Le ressort est par ailleurs agencé juste derrière le piston et est comprimé durant
une opération de fermeture en étant poussé par les contacts d'arc mobile. L'énergie
nécessaire à la compression du gaz est ainsi minimisée du fait de la proximité du
ressort avec le volume de compression,
- obtenir une manière simple de déplacer le piston et les contact d'arc mobiles avec
leurs courses respectives nécessaires, la course du contact d'arc mobile lié à la
tige de manoeuvre étant égale à la course de compression du piston plus une course
supplémentaire pour obtenir une distance suffisante entre les contacts d'arc en position
ouverte (suffisamment élevée pour réaliser la coupure de courant quelle que soit sa
valeur et pour obtenir la tenue diélectrique du disjoncteur),
- définir une géométrie à double flux de soufflage,
- avoir la possibilité d'utiliser une commande de manoeuvre extérieure au disjoncteur
qui fournit une énergie au juste nécessaire pour fermer les contacts et pour manoeuvrer
le contact d'arc mobile lié à la tige lors de l'ouverture.

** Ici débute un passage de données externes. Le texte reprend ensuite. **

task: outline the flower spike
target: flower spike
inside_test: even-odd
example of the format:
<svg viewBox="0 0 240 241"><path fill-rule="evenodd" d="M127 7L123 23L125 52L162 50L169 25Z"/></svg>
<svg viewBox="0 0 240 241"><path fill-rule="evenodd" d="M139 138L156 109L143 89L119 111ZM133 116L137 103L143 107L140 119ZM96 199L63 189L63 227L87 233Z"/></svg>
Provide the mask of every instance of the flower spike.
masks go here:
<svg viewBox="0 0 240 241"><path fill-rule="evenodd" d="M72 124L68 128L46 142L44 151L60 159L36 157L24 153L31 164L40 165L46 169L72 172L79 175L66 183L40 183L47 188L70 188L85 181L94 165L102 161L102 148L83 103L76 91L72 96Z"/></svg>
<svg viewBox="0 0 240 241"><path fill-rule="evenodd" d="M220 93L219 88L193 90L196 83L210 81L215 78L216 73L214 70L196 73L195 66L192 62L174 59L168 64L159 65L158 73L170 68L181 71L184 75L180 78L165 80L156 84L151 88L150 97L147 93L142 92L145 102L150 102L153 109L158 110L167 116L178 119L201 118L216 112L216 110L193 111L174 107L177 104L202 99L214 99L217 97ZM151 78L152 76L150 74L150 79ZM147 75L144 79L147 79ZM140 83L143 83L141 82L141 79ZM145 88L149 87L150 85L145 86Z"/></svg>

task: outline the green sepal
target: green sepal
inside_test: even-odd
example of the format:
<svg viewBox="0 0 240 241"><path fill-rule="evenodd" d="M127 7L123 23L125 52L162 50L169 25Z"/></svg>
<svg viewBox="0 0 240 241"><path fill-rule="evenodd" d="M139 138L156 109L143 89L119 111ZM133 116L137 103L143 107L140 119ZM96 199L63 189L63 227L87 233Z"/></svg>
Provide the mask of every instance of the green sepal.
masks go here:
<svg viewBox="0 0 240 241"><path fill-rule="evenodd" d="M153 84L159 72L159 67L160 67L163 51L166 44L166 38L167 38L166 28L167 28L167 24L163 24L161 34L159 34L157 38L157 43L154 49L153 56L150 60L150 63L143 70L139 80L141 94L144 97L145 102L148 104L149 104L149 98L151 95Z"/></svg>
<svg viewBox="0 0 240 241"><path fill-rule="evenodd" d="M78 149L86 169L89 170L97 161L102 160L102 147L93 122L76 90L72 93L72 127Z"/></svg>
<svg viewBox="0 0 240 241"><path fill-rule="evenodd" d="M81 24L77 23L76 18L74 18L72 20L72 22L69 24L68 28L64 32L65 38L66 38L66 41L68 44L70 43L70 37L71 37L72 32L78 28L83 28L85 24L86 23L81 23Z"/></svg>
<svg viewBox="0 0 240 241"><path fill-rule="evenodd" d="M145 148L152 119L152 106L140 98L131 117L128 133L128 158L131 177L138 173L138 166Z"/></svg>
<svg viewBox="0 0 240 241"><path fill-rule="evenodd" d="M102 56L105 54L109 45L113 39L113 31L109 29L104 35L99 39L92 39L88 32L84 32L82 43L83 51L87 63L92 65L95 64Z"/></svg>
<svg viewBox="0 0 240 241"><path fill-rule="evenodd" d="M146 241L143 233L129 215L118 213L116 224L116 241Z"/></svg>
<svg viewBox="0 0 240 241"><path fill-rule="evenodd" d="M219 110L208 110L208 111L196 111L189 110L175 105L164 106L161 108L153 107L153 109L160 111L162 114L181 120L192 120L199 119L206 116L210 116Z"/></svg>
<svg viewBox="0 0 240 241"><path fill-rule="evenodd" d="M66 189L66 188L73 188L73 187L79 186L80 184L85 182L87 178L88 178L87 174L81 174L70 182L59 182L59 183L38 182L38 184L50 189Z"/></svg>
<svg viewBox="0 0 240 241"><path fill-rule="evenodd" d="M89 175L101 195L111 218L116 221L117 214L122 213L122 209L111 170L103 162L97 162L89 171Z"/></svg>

[0027] Par comparaison aux chambres de coupure selon les documents
FR 2 435 118,
EP 0 441 292,
US 5258590 et
US 4511776 mentionnés en préambule, la chambre de coupure selon l'invention présente :
- un volume de soufflage V2 figé et qui n'est pas augmenté avec les augmentations importantes
de pression durant les coupures de courant élevées,
- une chambre de soufflage avec une forme standard telle que celle utilisée dans les
disjoncteurs à haute tension modernes, et qui débouche par un canal de diamètre réduit
sur la zone ou se produit l'arc,
- un double flux de gaz de soufflage sur l'arc.
[0028] Par comparaison avec une chambre de coupure selon le brevet
WO 2006/066420 mentionné en préambule, la chambre de coupure selon l'invention présente .
- un diamètre plus faible des pièces actives de l'agencement de la chambre de compression
derrière celle de soufflage,
- des contacts d'arc et permanents de diamètres réduits et donc des dimensions transversales
externes de la chambre de coupure réduites,
- un mécanisme plus simple pour déplacer le piston et les contacts mobiles dont le contact
d'arc à double fonction d'arc et permanent,
- une plus grande efficacité du fait de la proximité du ressort avec le volume de compression,
- une forme de la chambre de soufflage et une forme de canal reliant la chambre de soufflage
à la zone d'arc standard, comme usuellement utilisés dans les disjoncteurs à haute
tension. Cela permet d'avoir un mélange optimal entre gaz chauds et froids dans le
volume de soufflage.
[0029] Selon un mode de réalisation avantageux, la chambre de coupure peut comprendre des
moyens de guidage en coulissement du contact d'arc et permanent mobile lié à la tige
de manoeuvre, agencés entre ledit contact mobile et un contact d'amenée ou de sortie
de courant depuis l'extérieur de la chambre de coupure, les moyens de guidage en coulissement
étant en outre adaptés pour permettre le passage du courant entre le contact d'amenée
ou de sortie et le contact d'arc et permanent mobile. Ces moyens de guidage en coulissement
peuvent être constitués par des galets de roulement montés entre les contacts ou de
manière alternative par un élargissement de section du contact d'arc et permanent
mobile. On obtient ainsi un guidage simple et efficace du contact d'arc et permanent
de sa position de fermeture dans laquelle il est en appui d'extrémité avec l'autre
contact d'arc et en appui périphérique avec l'autre contact permanent à sa position
extrême d'ouverture dans laquelle tout courant est coupé.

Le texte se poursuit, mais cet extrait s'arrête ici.